Peter Baldwin of TNR has put together a very intriguing slide show that helps debunk the America is from Mars, Europe is from Venus myth by showing that on some very key measures (market regulation, public education, social policy, health care, crime, and the environment) we are very much alike.
Slide 3 (to see the others, copy "Are America and Europe Really All That Different?" and paste it into A Blue View's search box at the top right):
Social welfare. Everyone has heard that America's welfare state is minimal and paltry compared to those found in Europe. And it is, if the standard is taken to be Sweden or Germany. But compared with the span of social policy within Europe as a whole, by most measures, the United States fits comfortably into the lower half of the European spectrum, alongside Italy, Switzerland, Ireland, and the Netherlands.

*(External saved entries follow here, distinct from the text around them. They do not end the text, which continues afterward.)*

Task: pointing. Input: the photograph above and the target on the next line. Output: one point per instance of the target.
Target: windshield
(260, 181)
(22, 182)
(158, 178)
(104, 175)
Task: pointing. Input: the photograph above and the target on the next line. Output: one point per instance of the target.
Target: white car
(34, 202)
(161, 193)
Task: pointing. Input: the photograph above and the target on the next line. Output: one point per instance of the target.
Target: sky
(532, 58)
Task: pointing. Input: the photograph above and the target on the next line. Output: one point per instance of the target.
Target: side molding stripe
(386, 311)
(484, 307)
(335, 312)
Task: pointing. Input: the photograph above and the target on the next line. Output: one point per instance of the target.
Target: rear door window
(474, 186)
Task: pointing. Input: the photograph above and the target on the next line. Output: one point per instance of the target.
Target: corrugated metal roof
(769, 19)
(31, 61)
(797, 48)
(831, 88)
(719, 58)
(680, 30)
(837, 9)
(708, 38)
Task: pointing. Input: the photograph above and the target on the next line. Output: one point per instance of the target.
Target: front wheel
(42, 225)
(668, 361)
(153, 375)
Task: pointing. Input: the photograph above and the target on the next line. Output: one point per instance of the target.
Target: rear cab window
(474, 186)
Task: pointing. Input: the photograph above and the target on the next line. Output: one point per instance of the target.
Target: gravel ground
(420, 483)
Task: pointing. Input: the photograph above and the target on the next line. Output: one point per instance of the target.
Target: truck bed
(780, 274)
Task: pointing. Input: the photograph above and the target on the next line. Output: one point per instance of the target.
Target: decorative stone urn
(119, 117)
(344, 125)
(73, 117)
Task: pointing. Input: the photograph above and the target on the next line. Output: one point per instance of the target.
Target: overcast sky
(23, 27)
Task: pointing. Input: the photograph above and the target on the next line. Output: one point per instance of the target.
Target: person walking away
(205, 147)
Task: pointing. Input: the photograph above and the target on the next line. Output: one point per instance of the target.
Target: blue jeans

Of course, when you tally public social spending by measuring monies channeled through the state, America appears at the low end of the European spectrum. That makes sense, because the United States has no universal system of health insurance, nor does it have family allowances, as Europeans do. But other avenues of redistribution are equally important: voluntary efforts, private but legally mandated benefits, and tax-based social benefits such as the Earned Income Tax Credit. If we take all these together, the American welfare state is more extensive than is often realized. The total social-policy effort made in the United States falls precisely at the center of the European spectrum. The Swedes allot almost twice the fraction of GDP that Americans allocate to social policy, but the actual spending per citizen in the United States is only about 30 percent less than in Sweden.